Real life a little more gray. Just on abortion, she doesn’t accept that people drink, do stupid things, that women place too much faith in men, act impulsively, and the result is little darlin’s and ruined lives. And regarding working mothers, young Americans have very high expectations – they want that dream house very early on, the SUV and entertainment center, and having all that requires a working mom. I wish it were not so. They are too absorbed by material things – we all have too little time for family and care too much about ‘stuff’.

Since time immemorial, women have opted for abortion. If Roe v Wade is overturned, that will not change. I wish it weren’t so, but it is so, and I think it a huge mistake to outlaw abortions. In Dr. Laura’s perfect world, each baby would be wanted and planned for and would have a mothher at its side. But people aren’t like that.

So I take issue with Dr. Laura – she doesn’t deal with people as they are, but rather as she wishes they were. Her standards are unattainable in the real world.

But Sarah Palin is not your typical Dr. Laura caller – the woman knowingly had five children, one with Downs Syndrome, and has made a conscious decision to put the family on the back burner, to turn the baby over to surrogates, to expose her pregnant daughter to the worst kind of public attention. She’s ambitious – it’s the power of the ring.

Dr. Laura probably would not approve. And in fact she doesn’t.
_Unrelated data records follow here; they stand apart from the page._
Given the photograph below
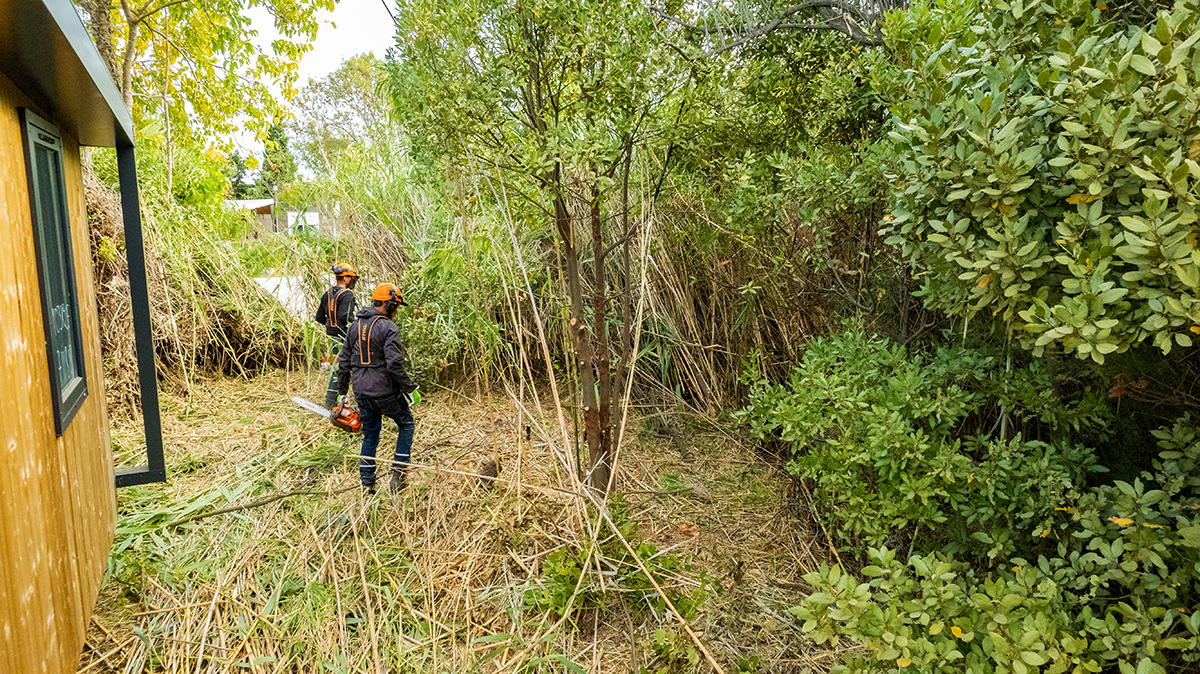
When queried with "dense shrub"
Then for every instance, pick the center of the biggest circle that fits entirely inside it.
(1045, 168)
(1121, 589)
(1018, 565)
(911, 444)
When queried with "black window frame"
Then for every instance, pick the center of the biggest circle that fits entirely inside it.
(39, 132)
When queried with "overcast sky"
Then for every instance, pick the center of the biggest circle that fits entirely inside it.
(354, 26)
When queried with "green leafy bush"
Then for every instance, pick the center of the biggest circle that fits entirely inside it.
(1018, 565)
(909, 445)
(1047, 168)
(1121, 590)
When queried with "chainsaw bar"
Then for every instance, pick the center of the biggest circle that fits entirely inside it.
(311, 405)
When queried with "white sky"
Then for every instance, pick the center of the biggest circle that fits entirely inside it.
(354, 26)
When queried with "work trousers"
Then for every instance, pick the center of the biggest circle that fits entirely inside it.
(371, 413)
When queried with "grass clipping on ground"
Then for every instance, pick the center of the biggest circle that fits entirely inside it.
(451, 575)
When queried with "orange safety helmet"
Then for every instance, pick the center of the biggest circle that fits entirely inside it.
(385, 292)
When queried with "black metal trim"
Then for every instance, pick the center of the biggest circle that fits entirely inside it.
(155, 470)
(49, 137)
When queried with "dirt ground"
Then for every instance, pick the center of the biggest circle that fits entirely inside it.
(451, 575)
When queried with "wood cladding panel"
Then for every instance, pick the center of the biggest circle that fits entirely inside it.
(58, 504)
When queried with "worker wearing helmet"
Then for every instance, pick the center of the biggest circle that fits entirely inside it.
(373, 360)
(335, 311)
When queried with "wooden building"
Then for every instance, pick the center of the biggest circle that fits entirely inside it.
(58, 505)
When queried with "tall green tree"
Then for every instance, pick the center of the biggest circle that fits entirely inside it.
(279, 166)
(550, 100)
(340, 110)
(198, 64)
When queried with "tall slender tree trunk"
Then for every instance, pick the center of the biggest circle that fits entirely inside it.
(600, 446)
(126, 82)
(624, 355)
(100, 23)
(580, 336)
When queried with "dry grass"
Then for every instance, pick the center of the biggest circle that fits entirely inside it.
(435, 579)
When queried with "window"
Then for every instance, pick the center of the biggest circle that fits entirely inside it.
(55, 268)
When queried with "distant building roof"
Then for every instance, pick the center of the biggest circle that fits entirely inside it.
(262, 206)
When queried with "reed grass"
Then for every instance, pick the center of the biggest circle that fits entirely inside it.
(433, 579)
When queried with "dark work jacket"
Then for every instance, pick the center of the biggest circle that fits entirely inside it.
(373, 357)
(335, 311)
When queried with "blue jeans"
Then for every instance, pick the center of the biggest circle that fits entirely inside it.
(371, 413)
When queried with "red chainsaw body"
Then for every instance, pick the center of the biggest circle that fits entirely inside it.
(346, 419)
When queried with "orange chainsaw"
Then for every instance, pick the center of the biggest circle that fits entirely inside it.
(342, 415)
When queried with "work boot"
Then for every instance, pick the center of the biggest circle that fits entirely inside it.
(399, 480)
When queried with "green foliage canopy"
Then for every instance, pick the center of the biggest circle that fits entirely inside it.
(1047, 169)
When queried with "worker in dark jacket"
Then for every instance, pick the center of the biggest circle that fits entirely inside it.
(373, 359)
(335, 311)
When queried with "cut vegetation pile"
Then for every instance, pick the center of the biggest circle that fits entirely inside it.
(208, 312)
(453, 575)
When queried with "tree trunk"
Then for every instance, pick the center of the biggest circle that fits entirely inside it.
(600, 449)
(580, 336)
(126, 82)
(624, 355)
(100, 23)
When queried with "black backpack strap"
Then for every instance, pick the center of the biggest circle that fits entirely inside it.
(331, 308)
(365, 336)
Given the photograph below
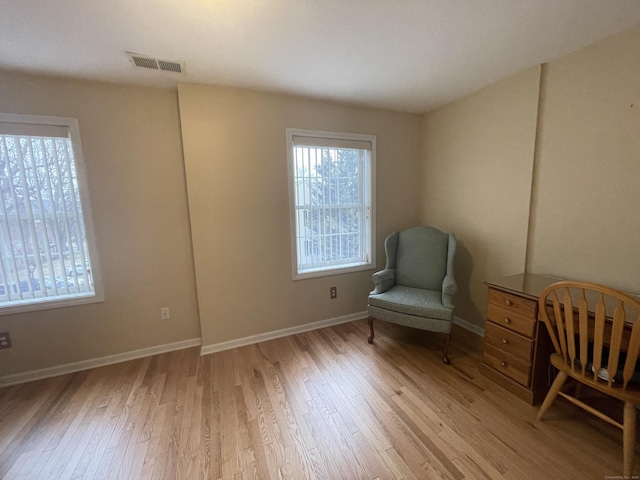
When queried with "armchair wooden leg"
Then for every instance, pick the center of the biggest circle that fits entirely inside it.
(445, 352)
(628, 438)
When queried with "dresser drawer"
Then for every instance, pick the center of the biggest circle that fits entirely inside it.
(511, 320)
(513, 303)
(508, 342)
(508, 365)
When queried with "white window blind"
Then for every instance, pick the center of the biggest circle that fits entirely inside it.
(331, 186)
(46, 243)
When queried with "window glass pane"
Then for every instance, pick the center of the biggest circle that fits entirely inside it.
(331, 189)
(44, 249)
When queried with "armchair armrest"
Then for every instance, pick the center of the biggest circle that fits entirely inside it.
(383, 280)
(449, 289)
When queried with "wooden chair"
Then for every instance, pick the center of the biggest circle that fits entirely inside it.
(595, 332)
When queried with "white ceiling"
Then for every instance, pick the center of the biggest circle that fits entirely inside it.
(408, 55)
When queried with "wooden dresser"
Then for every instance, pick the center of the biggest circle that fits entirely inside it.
(516, 345)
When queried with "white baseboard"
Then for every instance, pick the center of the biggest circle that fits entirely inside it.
(23, 377)
(469, 326)
(29, 376)
(263, 337)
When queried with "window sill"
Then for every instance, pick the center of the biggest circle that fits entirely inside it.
(33, 305)
(333, 270)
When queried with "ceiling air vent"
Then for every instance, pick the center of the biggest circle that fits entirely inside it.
(144, 61)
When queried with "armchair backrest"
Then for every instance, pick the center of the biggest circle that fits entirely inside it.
(422, 257)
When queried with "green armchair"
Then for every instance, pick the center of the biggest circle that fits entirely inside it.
(416, 287)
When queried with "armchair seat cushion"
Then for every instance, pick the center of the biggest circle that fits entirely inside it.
(412, 301)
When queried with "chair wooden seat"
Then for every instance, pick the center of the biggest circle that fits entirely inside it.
(595, 330)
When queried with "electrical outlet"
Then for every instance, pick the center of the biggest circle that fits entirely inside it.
(5, 340)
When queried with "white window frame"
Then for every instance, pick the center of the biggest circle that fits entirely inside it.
(335, 140)
(68, 292)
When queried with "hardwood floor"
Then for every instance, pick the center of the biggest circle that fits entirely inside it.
(318, 405)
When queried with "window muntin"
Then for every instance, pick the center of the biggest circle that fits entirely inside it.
(47, 254)
(331, 200)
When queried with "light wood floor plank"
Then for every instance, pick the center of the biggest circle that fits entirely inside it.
(320, 405)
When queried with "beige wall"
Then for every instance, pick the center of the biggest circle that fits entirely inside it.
(586, 215)
(132, 150)
(236, 163)
(476, 182)
(478, 159)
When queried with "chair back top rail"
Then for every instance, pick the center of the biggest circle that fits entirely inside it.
(595, 329)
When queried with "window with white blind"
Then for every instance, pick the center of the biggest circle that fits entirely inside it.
(47, 251)
(331, 186)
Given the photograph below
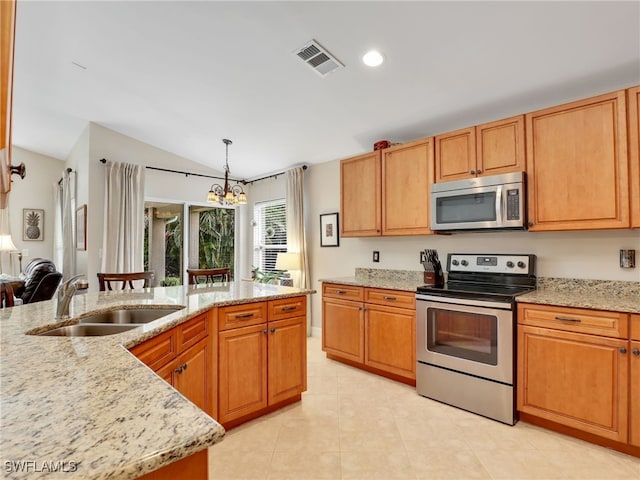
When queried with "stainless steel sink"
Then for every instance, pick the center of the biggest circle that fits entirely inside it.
(110, 322)
(129, 315)
(88, 330)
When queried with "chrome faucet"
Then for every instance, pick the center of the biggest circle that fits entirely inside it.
(65, 294)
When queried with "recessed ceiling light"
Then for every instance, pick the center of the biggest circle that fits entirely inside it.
(373, 58)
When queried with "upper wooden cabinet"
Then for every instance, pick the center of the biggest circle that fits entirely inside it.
(386, 192)
(407, 172)
(577, 165)
(7, 39)
(360, 195)
(633, 98)
(489, 149)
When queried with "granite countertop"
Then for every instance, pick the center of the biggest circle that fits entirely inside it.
(615, 296)
(86, 405)
(407, 280)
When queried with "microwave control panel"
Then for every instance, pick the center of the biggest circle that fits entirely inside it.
(492, 263)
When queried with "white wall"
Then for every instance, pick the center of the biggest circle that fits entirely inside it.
(36, 190)
(584, 254)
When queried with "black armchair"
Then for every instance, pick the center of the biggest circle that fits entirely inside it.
(41, 281)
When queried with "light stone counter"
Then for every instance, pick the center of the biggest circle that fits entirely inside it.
(407, 280)
(608, 295)
(85, 405)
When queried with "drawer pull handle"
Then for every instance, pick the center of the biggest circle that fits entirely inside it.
(569, 319)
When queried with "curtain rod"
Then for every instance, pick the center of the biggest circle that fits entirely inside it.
(244, 182)
(69, 170)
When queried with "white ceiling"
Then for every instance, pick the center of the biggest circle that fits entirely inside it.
(183, 75)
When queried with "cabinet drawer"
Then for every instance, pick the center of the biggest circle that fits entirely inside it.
(594, 322)
(635, 327)
(391, 298)
(191, 332)
(287, 308)
(346, 292)
(235, 316)
(157, 351)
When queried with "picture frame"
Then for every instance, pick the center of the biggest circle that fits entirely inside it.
(329, 230)
(81, 227)
(32, 224)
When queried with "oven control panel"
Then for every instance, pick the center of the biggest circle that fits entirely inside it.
(492, 263)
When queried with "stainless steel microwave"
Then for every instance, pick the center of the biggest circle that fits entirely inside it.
(492, 202)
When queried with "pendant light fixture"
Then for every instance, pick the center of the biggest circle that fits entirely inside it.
(227, 195)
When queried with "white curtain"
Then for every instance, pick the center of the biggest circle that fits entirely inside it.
(296, 239)
(64, 232)
(122, 245)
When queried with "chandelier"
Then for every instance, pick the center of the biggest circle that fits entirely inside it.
(227, 195)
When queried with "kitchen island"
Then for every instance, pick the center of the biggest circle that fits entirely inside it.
(85, 405)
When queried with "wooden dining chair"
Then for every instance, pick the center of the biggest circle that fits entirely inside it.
(209, 275)
(107, 279)
(6, 295)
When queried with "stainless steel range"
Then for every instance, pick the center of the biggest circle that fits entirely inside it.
(466, 333)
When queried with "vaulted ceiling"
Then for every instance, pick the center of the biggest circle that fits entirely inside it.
(183, 75)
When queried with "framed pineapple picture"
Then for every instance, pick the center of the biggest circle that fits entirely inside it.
(32, 224)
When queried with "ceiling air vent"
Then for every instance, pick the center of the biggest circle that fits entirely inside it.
(318, 58)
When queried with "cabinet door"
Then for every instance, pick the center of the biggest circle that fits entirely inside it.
(407, 172)
(633, 96)
(574, 379)
(360, 196)
(287, 349)
(634, 382)
(192, 375)
(500, 146)
(456, 155)
(343, 329)
(391, 340)
(242, 371)
(577, 165)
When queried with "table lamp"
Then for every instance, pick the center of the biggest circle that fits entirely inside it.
(287, 262)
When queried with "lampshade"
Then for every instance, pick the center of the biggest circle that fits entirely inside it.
(288, 261)
(6, 244)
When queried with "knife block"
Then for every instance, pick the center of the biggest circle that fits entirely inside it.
(435, 278)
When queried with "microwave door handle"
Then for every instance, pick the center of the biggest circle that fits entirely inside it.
(499, 209)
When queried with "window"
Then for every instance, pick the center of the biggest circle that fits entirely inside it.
(269, 233)
(212, 237)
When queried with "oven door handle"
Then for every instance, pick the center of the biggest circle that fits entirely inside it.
(465, 301)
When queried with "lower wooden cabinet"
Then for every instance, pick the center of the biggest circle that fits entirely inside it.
(376, 330)
(585, 381)
(343, 328)
(390, 339)
(264, 364)
(634, 376)
(183, 357)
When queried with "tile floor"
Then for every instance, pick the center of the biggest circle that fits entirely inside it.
(355, 425)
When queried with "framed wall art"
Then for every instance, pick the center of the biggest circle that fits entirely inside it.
(32, 224)
(329, 230)
(81, 227)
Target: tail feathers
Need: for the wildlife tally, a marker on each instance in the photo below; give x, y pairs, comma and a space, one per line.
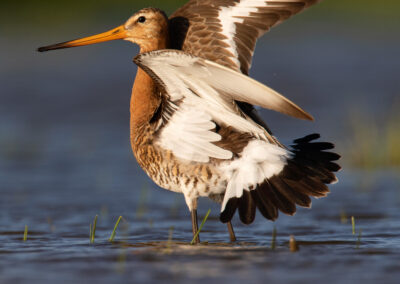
307, 173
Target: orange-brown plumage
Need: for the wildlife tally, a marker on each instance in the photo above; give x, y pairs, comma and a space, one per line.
193, 126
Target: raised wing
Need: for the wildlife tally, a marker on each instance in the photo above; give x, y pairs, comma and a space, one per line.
201, 93
185, 75
226, 31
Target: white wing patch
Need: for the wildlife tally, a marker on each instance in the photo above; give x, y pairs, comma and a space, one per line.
231, 15
259, 161
228, 17
189, 135
204, 92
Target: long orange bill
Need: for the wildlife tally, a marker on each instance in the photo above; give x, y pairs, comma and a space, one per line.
117, 33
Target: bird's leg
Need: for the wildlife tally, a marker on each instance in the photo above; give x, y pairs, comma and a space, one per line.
231, 232
195, 225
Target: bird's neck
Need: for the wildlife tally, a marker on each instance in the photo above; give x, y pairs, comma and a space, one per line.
145, 97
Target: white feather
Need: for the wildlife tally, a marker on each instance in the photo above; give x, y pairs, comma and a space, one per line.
229, 16
258, 162
189, 135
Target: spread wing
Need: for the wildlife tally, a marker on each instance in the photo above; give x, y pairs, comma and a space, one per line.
201, 93
226, 31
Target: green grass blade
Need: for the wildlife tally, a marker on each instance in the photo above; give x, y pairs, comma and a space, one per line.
358, 239
26, 233
273, 241
201, 227
111, 239
93, 230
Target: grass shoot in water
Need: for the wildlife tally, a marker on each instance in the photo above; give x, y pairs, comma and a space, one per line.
273, 241
111, 239
93, 230
25, 233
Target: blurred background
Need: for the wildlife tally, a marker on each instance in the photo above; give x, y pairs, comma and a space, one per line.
64, 115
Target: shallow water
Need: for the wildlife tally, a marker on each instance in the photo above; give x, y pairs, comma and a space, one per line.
152, 241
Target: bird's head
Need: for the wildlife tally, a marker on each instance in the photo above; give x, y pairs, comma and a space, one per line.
148, 28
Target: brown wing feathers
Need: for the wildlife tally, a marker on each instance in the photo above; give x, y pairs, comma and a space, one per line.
203, 33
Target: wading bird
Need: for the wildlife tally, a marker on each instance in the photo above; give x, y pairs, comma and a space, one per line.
193, 126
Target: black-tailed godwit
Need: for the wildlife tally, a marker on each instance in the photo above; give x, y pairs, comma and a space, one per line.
194, 129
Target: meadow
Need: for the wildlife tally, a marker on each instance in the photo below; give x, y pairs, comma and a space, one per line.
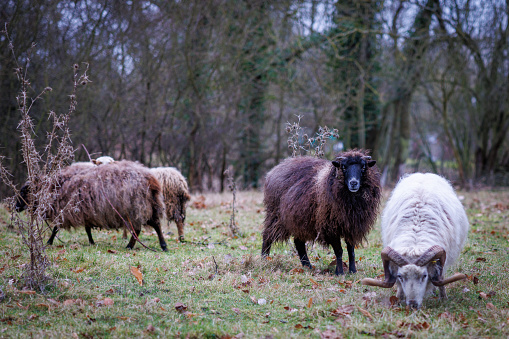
216, 286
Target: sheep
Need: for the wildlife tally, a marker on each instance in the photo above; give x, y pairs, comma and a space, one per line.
101, 193
175, 195
424, 228
314, 199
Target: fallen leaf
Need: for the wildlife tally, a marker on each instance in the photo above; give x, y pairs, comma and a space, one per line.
315, 284
53, 301
69, 302
330, 334
180, 307
490, 306
365, 313
108, 302
26, 292
297, 270
21, 306
137, 274
32, 317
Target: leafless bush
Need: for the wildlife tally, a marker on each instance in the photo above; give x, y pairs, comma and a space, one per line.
42, 168
314, 145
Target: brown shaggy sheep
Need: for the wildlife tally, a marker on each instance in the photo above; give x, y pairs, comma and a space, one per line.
101, 193
175, 195
316, 199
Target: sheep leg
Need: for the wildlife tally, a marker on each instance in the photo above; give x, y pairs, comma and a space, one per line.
132, 242
351, 258
53, 234
301, 249
89, 233
157, 227
338, 251
267, 243
443, 295
180, 228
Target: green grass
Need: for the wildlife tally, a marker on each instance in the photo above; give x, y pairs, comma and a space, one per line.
229, 302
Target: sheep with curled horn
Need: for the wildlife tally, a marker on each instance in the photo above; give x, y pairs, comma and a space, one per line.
317, 199
424, 228
104, 197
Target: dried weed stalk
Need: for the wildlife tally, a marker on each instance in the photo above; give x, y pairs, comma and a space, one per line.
233, 187
314, 145
42, 169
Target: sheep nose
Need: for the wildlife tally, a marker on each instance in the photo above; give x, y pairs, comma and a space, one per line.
413, 304
353, 185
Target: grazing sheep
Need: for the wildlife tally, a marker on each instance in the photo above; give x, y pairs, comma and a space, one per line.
424, 228
101, 193
316, 199
175, 195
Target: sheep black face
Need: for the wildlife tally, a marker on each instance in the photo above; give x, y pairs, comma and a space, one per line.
353, 169
22, 199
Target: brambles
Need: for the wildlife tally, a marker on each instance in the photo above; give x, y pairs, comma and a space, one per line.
299, 142
42, 168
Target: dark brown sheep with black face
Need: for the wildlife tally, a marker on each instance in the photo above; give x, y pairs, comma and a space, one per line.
316, 199
105, 196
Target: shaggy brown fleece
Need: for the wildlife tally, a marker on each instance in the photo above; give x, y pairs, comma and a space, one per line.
175, 195
307, 198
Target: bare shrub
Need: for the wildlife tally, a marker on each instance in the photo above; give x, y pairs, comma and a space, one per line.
300, 143
42, 168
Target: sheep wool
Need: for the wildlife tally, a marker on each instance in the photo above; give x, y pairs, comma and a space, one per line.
175, 195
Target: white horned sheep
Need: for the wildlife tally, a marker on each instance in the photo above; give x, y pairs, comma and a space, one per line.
175, 195
424, 228
105, 197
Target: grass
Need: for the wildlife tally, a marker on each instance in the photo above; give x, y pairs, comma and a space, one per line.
214, 286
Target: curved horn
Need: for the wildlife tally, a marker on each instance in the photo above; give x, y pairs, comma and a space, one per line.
391, 255
433, 253
455, 277
388, 255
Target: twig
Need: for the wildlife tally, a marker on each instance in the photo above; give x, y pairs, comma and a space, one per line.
215, 263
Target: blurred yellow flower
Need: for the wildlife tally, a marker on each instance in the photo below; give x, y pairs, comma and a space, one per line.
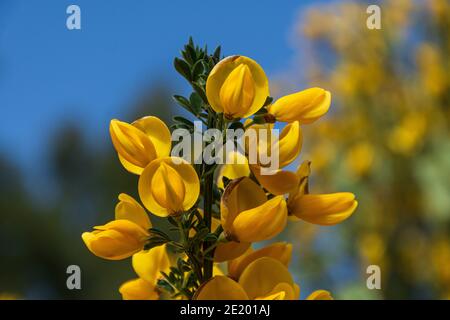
148, 265
169, 186
139, 143
116, 240
323, 209
305, 106
247, 215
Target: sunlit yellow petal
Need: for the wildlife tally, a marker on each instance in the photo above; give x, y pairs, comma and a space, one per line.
116, 240
237, 86
168, 186
305, 106
240, 195
130, 209
324, 209
235, 167
320, 295
131, 143
220, 288
290, 143
278, 182
158, 132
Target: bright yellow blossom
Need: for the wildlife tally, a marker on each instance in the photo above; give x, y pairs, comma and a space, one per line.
305, 106
323, 209
237, 86
280, 251
139, 143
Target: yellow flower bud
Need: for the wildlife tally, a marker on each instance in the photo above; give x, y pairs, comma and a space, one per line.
237, 86
235, 167
116, 240
279, 182
130, 209
148, 265
286, 147
247, 215
320, 295
305, 106
139, 143
323, 209
280, 251
168, 186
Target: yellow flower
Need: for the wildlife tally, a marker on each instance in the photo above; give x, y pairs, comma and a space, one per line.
247, 215
320, 295
130, 209
265, 278
278, 182
139, 143
168, 186
121, 238
116, 240
280, 251
237, 86
230, 250
305, 106
323, 209
286, 147
148, 266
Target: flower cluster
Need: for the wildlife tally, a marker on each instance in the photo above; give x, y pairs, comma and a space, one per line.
216, 212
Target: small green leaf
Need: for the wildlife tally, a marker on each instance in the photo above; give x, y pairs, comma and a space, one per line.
183, 68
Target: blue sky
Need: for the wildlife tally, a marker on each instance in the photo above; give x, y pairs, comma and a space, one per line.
49, 74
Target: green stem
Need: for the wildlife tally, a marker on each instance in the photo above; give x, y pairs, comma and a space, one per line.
207, 208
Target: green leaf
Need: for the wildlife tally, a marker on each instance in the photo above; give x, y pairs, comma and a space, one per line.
236, 125
268, 101
216, 54
156, 238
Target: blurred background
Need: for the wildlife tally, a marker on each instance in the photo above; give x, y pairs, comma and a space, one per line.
386, 137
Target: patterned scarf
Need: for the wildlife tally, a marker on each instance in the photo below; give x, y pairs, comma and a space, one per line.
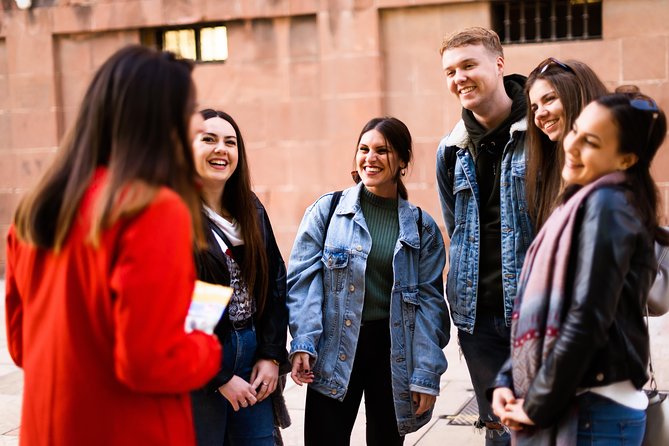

addendum Jay mentions below that health care and housing costs have more to do with working Mom’s than dream houses and entertainment centers. I’ll accept that. Regarding surrogate caretakers for children, it was my experience with my kids that the hired help didn’t begin to care as much about the kids as I did. You can’t buy parental love. I’m politically incorrect, I realize, but I think them to be the hard facts.